BY KALISHA MENDONSA
Officials with NOVA Chemicals were in Red Deer last week to share an update on where the company was at with their Polyethylene 1 (P1) Expansion Project, part of the greater R3 Project at the Joffre Site.
The event was hosted by the Red Deer Chamber of Commerce, but was intended to educate members of the Central Alberta community affected by the project, directly and indirectly, including Blackfalds and Lacombe.
The project officially began in 2013 and has made significant impacts in local economies, creating jobs and opportunities to move forward with development, officials have said.
“That project has gone relatively well and we are at the stage of the project where it is mechanically complete,” said NOVA Chemicals Project Manager Ernie Tromposch.
“We demobilized our main construction contractor, Ledcor, at the end of September and since they’ve left we have moved into the commission and start-up phase of our project.”
Currently, NOVA has employees working on controls and systems to ensure everything in the facility is functioning as designed.
The R3/P1 Expansion Project included an expansion of the existing site by adding a third polyethylene reactor known as R3. This reactor allows for a higher production of the polyethylene, which is exported to be used in items such as trash bags and liners, food packaging and collation shrink products.

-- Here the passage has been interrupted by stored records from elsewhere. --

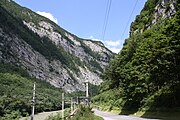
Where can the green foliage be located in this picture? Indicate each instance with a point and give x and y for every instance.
(146, 69)
(43, 45)
(16, 93)
(85, 113)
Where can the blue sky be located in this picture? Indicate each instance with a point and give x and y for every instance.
(85, 18)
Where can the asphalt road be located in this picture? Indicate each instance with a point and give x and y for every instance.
(42, 116)
(112, 116)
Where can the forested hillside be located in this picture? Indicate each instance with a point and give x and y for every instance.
(145, 74)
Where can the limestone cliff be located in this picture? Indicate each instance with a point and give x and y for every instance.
(47, 51)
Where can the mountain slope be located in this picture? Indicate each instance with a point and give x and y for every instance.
(48, 52)
(145, 74)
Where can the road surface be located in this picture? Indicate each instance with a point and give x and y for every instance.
(112, 116)
(42, 116)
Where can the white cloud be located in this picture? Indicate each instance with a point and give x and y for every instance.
(48, 15)
(114, 46)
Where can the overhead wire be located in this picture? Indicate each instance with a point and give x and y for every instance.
(108, 8)
(129, 19)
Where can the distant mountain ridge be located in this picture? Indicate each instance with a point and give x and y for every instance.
(48, 52)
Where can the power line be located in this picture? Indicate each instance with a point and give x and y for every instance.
(108, 8)
(129, 19)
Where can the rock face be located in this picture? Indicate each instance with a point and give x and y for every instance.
(89, 57)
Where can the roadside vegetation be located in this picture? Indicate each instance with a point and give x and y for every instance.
(83, 113)
(16, 93)
(145, 75)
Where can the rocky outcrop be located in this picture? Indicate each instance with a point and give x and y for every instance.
(14, 49)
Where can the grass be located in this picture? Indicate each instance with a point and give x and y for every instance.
(165, 115)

During the presentation to the Chamber, Tromposch explained how the three-year construction process impacted local economies, brought approximately 800 jobs to the site at peak employment and will continue to remain a strong presence in Central Alberta.
He said Ledcor had paid out approximately $145 million in wages, with about 35% of those employees being local residents to either Red Deer, Blackfalds or Lacombe.
“That equates to roughly $50 million flowing to local residents who worked on our construction site,” he said.
“For folks who travelled to work here, a high number of them stayed in the surrounding area, renting apartments, staying in hotels or motels, buying meals and even purchasing vehicles in the area. All of that has been a great spin-off of this expansion project.”
He explained that through NOVA Chemicals and their associated project partners, hundreds of employees were able to move through apprenticeships towards journeyman certificates over the past three years, creating what Tromposch described as, “Quite a legacy.”
Another legacy aspect of the project was the associated creation of the NOVA Chemicals Community Nature Trail. This trail includes 5 kms of looped trails, picnic areas, reforestation and and interpretive signage about the natural area the trails encompass.
As part of the P1 Expansion project, the NOVA Chemicals rail yards were expanded and during this design process, the Nature Trail was incorporated near the rail yards as an example of how industrial development can coincide with safe environmental practices.
Part of the natural area incorporated into the Community Nature Trail is also used for neighbouring farms to allow cattle to graze.
Although much of the P1 Expansion project has been completed, there is still ongoing maintenance work on site.
“Another important part of this project is a furnace refurbishment at the E2 (ethylene) plant, which helps to address some liability issues and address two major concerns, being air emissions and noise pollution,” Tromposch explained.
“That furnace work and the rest of the P1 Expansion Project are part of a larger strategy we call the NOVA 2020 Growth Strategy, which has been rolled out in time with our sister plant in Sarnia, Ontario.”
He added the P1 Expansion/R3 Project and all it encompasses has made an impact in the Central Alberta economy, and has created approximately 50 new permanent job positions at the Joffre site. Tromposch said he expects another approximate 150 jobs that will be created as a spin-off to supporting the new site.